Reduced seed region-based off-target activity with lentivirus-mediated RNAi

In addition to silencing intended target genes, transfected siRNAs regulate numerous unintended transcripts through a mechanism in which the equivalent of a microRNA-like seed region in the siRNA recognizes complementary sequences in transcript 3' UTRs. The ability to limit such off-target effects would substantially facilitate accurate interpretation of RNA interference (RNAi) experiments and thus greatly enhance their value. We tested whether lentivirus-mediated delivery of shRNA is prone to the seed region-based off-target activity prevalent in siRNA experiments. We compared target gene silencing and overall impact on global gene expression caused by multiple 21-mer duplex sequences delivered as both transfected siRNA and lentivirus vector-expressed shRNA. At equivalent levels of target gene silencing, signatures induced by shRNAs were significantly smaller than those induced by cognate siRNAs and arose less frequently from seed region activity. Interestingly, the low level of seed-region based off-target activity exhibited by shRNAs resulted in down-regulation of transcripts that were largely distinct from those regulated by siRNAs. On the basis of these observations, we recommend lentivirus-mediated RNA interference for pathway profiling experiments that measure whole genome transcriptional readouts as well as for large-scale screens when resources for extensive follow up are limited.
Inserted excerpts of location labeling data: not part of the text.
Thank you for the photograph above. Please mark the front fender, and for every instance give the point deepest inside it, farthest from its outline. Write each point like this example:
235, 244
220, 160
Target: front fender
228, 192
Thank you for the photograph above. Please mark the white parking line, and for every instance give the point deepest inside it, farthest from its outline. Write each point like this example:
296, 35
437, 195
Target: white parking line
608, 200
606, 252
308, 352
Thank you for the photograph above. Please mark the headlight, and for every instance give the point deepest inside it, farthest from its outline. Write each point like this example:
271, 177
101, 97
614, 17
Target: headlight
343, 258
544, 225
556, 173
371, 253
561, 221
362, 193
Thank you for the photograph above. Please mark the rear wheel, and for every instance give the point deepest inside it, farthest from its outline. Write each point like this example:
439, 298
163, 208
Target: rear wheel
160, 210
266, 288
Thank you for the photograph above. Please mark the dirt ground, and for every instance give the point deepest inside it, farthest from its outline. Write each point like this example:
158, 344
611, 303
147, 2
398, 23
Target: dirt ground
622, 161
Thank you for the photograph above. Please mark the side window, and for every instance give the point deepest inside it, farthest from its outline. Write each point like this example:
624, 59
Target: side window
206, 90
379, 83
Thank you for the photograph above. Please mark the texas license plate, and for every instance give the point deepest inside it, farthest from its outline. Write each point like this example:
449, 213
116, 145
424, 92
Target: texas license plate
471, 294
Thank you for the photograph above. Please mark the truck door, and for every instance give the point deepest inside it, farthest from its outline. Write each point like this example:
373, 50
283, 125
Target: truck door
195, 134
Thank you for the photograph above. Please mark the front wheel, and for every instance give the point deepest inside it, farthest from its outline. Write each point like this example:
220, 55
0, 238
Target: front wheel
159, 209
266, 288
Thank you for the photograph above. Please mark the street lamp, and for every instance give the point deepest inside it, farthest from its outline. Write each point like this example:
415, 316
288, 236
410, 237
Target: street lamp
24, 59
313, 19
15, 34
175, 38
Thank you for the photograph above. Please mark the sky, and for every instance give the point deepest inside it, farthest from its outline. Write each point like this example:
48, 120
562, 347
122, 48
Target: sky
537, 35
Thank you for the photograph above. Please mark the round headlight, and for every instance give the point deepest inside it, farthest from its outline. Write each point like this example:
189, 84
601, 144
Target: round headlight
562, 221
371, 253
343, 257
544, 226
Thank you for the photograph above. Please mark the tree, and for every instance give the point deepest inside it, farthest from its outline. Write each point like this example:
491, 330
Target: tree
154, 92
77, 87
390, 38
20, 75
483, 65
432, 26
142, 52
To assess the extent to which lentivirus-mediated RNAi is prone to off-target effects, we compared gene expression profiles induced by siRNAs and shRNAs that encode the exact same 19-mer RNA duplex sequence in HeLa cells. siRNA/shRNA pairs targeting 4 distinct genes (cdkn1a, e2f1, ezh2, and fdxr) were analyzed. We also generated HCT-116 colon carcinoma cells (wild type for TP53) harboring a stable tetracycline-regulatable expression construct encoding an shRNA designed to silence TP53. We compared transcript regulation induced by doxycycline-mediated expression of a TP53-targeting shRNA to that induced by transfection of the same cells with a TP53 siRNA with the same 19-mer core sequence.